Experiment and have fun.”
 
When and why did you decide to go freelance? Mostly because I loved Businessweek too much, and I was starting to feel too comfortable there. I wanted to learn new things and challenge myself in other ways, so I decided to leave. I spent some time at Wieden+Kennedy as a “designer”—although I’m not sure if that really describes exactly what I did there—and then left to start my own studio, BAD Studio.

How would you characterize your arc as a designer so far? I feel like I’m slowly becoming more of an illustrator rather than a designer. Maybe not? I don’t know, really. I would define it as a confusing arc.

You often work with bands, record labels and DJs. What is the relationship between music and design, and why is it important to you? I love the idea of transforming sounds and energy or a feeling into something visual. I grew up doing this for fun and for my friends’ bands, and it’s amazing that I do it now as a full-time job. I still go to shows and clubs quite often, and it’s exciting to not just consume it, but also be a part of that scene in some way.

Do you notice a unifying theme among your favorite posters? I try not to! I get bored with doing the same things over and over again, so I’m always trying to go somewhere new.

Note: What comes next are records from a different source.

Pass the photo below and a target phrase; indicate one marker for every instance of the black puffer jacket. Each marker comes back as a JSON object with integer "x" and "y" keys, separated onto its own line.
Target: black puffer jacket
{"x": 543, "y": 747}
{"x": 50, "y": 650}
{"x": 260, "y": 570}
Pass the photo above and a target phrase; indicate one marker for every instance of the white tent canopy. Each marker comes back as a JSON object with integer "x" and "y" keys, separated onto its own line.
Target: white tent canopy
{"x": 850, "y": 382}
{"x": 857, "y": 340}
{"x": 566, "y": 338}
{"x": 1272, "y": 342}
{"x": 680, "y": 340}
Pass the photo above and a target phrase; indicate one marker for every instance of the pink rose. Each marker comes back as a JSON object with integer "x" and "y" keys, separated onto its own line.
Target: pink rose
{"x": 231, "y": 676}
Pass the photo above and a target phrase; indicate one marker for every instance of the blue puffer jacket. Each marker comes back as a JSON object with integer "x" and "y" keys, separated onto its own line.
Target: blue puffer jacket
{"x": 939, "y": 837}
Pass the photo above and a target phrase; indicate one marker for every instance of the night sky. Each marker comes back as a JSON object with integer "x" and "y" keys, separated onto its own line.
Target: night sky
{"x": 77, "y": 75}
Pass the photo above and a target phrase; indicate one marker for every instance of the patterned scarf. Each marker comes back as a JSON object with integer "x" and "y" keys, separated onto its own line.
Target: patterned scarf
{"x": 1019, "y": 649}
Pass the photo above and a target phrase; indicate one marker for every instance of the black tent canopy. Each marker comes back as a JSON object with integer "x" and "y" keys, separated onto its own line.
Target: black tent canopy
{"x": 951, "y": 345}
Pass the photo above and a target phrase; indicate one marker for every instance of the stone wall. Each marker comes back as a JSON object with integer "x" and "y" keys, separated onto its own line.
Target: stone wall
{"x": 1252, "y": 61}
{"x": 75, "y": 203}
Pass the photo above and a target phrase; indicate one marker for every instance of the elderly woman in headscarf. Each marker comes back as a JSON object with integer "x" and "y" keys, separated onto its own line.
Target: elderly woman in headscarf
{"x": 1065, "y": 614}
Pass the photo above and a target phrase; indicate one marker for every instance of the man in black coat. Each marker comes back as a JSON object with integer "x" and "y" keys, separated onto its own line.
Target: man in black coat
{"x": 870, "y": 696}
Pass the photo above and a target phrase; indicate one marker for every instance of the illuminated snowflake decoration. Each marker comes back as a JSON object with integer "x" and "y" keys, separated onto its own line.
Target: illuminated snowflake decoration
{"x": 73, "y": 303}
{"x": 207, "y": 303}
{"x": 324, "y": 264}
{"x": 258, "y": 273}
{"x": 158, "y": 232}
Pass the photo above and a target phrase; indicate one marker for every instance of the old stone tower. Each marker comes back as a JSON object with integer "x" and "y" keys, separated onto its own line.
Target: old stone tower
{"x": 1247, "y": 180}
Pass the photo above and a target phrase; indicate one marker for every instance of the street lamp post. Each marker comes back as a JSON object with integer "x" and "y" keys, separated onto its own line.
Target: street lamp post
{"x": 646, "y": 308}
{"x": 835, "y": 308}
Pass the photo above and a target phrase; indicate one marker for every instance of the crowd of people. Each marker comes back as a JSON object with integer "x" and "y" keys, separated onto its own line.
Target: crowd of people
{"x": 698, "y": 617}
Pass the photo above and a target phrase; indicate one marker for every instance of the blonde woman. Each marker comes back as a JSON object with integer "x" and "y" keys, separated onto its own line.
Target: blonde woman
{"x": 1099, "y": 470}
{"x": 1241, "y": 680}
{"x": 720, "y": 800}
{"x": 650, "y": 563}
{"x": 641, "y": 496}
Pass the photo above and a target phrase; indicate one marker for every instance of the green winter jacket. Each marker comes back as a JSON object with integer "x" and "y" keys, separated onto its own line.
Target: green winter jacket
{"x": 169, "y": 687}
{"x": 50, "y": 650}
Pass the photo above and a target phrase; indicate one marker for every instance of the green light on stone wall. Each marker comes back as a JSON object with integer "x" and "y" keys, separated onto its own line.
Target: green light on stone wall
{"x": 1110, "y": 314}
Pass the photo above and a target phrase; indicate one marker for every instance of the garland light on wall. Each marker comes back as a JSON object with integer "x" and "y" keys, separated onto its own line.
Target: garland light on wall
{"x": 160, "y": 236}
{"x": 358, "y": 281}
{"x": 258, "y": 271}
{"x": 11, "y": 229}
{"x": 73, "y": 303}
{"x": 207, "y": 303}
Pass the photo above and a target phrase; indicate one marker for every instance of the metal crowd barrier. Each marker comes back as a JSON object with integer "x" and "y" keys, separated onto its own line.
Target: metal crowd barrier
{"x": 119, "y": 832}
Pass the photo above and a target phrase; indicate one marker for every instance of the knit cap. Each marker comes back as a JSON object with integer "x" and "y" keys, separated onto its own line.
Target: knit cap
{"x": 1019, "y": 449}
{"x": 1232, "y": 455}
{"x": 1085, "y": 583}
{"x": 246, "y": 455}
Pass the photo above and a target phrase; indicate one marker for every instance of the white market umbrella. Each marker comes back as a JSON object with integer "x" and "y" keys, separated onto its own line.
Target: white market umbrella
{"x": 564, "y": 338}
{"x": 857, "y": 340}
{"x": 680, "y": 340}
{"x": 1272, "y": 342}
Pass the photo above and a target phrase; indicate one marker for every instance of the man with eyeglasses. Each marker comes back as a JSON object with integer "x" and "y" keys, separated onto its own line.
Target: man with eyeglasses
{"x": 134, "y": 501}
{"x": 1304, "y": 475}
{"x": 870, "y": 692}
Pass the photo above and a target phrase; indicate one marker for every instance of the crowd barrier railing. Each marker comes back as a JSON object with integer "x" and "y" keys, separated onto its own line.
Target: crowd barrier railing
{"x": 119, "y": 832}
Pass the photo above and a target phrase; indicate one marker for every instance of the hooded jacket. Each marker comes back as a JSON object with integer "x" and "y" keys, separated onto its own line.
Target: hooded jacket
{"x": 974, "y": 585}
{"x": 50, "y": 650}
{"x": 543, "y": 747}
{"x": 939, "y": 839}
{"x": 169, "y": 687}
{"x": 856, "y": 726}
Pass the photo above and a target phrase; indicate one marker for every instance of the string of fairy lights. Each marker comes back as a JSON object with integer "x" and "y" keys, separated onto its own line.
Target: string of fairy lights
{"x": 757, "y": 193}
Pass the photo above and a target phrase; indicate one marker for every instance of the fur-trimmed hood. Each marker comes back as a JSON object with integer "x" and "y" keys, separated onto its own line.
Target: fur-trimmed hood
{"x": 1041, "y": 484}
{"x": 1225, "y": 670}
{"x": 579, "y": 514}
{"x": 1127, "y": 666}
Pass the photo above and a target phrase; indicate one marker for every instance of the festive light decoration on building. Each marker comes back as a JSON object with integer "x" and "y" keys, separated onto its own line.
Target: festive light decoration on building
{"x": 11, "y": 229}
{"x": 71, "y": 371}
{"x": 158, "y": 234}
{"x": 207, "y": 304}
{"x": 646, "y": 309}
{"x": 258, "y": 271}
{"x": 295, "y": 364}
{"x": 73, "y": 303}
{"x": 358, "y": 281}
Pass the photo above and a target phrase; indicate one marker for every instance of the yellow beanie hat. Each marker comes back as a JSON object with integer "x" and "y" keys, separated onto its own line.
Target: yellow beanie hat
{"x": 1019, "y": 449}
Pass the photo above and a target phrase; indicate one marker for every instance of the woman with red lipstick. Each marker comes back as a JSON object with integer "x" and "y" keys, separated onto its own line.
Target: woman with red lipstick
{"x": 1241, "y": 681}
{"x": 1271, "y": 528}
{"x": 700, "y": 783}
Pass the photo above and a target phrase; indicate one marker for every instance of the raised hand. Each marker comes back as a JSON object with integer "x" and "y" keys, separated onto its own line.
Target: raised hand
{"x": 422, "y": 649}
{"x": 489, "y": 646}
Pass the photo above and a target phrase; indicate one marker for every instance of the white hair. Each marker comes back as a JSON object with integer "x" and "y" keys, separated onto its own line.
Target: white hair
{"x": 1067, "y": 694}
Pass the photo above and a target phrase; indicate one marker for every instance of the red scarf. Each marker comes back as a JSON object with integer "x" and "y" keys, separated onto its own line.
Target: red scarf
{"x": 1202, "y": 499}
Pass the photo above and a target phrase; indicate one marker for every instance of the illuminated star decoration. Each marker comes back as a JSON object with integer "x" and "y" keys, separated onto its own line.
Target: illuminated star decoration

Would you recommend developing a distinctive style to a designer who is just getting started? No. Experiment and have fun. Why stop yourself and be one thing when you can explore and learn how to do new stuff? Even if those experiments look pretty terrible in the end, it’s the journey that will make you a better designer.

Last year, you launched the fourth issue of your Graphic Interviews for Graphic Artists series, in which you ask creatives to answer questions without using any words. If you were to talk with these same graphic artists face-to-face, what are the burning questions you’d love to ask them? I started that project because I didn’t want to ask designers questions face-to-face! It’s like, OK, we all sit in front of a computer for way too many hours... at least answering boring questions with a drawing makes it more fun.

What can audience members look forward to taking away from your upcoming talk at The Design Conference in Brisbane, Australia? I’m working on a video/movie that I’ll narrate live at the conference. There’s more to it, but I’m bored of going through slides of things I did in the past, so I’m recycling that into a new thing. Hopefully it will be fun!

Bráulio Amado is a graphic designer and illustrator from Portugal, currently living in New York City. Previously, he worked as a designer at Pentagram NYC and then joined Bloomberg Businessweek as an art director before moving to the New York office of Wieden+Kennedy. Today, he runs his own studio, BAD Studio.